[geocar]

Those people who build oil pipelines should be able to sue whoever sold them the Linux distribution (probably Red Hat or IBM) which was vulnerable to that weird keepalive message.

In that case, a judge (and perhaps a jury) could hear how Red Hat did everything they possibly could to protect from the vulnerability as evidenced by their ISO QA processes and the fact that everyone else was vulnerable to the same "bug" … or from the other side how Microsoft and Apple weren't at-risk, so Red Hat should've caught it.

C[I]SOs would want to be patched, because ISO recommends they would be patched.

> You can't really fault the people responsible when many companies simply require good damage control over actual security in order to be successful.

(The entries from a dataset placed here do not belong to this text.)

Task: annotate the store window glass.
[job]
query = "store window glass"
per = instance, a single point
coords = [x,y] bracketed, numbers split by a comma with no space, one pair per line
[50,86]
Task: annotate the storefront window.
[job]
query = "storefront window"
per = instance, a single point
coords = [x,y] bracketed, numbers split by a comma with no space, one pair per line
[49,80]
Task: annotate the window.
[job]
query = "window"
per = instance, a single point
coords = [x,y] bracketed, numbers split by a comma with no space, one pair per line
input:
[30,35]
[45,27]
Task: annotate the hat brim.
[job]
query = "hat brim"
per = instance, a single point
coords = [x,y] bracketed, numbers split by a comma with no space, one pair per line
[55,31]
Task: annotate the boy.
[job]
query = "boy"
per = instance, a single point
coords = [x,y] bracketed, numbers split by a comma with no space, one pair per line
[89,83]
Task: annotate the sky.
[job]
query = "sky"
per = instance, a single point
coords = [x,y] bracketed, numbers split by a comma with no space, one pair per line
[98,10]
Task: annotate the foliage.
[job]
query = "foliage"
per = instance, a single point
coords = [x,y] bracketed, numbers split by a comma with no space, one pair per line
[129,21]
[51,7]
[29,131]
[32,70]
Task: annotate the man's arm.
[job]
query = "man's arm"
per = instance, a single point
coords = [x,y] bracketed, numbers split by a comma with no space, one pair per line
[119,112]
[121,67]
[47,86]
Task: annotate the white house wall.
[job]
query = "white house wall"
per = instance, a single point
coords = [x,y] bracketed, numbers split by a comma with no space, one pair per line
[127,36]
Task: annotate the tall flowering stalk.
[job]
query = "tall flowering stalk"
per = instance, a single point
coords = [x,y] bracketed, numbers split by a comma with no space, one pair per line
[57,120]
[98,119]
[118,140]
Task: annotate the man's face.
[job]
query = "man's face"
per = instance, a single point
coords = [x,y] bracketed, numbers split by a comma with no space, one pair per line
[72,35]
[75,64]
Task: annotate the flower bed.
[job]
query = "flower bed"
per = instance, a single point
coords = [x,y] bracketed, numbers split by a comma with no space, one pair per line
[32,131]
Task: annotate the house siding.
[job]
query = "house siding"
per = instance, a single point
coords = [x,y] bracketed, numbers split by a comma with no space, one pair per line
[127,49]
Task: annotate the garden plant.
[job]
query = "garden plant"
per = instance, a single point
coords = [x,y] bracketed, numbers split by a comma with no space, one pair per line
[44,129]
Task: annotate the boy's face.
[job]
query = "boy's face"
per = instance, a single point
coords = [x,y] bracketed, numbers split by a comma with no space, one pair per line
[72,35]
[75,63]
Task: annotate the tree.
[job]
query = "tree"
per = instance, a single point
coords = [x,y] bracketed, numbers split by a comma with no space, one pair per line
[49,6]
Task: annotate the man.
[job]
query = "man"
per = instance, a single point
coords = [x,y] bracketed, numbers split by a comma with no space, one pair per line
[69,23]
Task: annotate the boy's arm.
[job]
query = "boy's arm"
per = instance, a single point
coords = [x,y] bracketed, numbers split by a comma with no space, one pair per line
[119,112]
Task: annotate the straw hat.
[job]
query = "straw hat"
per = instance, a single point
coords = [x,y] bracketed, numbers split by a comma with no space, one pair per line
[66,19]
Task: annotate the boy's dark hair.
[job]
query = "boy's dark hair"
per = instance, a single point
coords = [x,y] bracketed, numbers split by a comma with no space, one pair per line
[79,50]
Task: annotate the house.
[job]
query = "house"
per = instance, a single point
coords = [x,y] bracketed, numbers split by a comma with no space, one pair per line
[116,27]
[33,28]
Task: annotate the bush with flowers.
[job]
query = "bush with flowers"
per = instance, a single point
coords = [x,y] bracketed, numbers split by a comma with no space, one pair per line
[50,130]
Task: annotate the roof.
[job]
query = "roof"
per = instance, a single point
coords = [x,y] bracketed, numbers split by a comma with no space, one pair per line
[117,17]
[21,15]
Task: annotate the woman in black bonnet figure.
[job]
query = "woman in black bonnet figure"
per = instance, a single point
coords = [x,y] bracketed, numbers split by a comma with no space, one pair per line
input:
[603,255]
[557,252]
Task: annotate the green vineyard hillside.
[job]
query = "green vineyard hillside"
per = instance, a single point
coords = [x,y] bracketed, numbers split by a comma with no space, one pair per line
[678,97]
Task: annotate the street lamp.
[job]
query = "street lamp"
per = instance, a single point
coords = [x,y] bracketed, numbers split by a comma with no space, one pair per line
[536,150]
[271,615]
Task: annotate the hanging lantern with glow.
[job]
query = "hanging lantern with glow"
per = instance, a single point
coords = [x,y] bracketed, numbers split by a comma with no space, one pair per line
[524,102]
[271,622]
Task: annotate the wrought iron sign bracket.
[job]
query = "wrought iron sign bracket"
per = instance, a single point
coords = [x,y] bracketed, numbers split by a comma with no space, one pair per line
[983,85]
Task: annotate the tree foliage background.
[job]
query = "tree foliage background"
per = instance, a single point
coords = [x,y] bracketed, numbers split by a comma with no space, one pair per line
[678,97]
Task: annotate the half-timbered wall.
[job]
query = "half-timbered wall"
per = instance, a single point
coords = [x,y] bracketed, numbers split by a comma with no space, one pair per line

Which is why I propose legislation, so "good damage control" wouldn't be enough.

You better believe that oil company would want some evidence of testing and proper specifications, and to have them reviewed by a couple independent parties if the government could take them for a percent of gross revenue for the security vulnerabilities alone.

[ta76567656]

I disagree, unless RedHat certified that the software they're selling is of safety-critical quality. If the oil pipeline company used, let's say, nuts and bolts that didn't meet safety requirements without checking that the parts met the requirements or being assured by the vendor that they did, I would say they're the ones liable and not the vendor.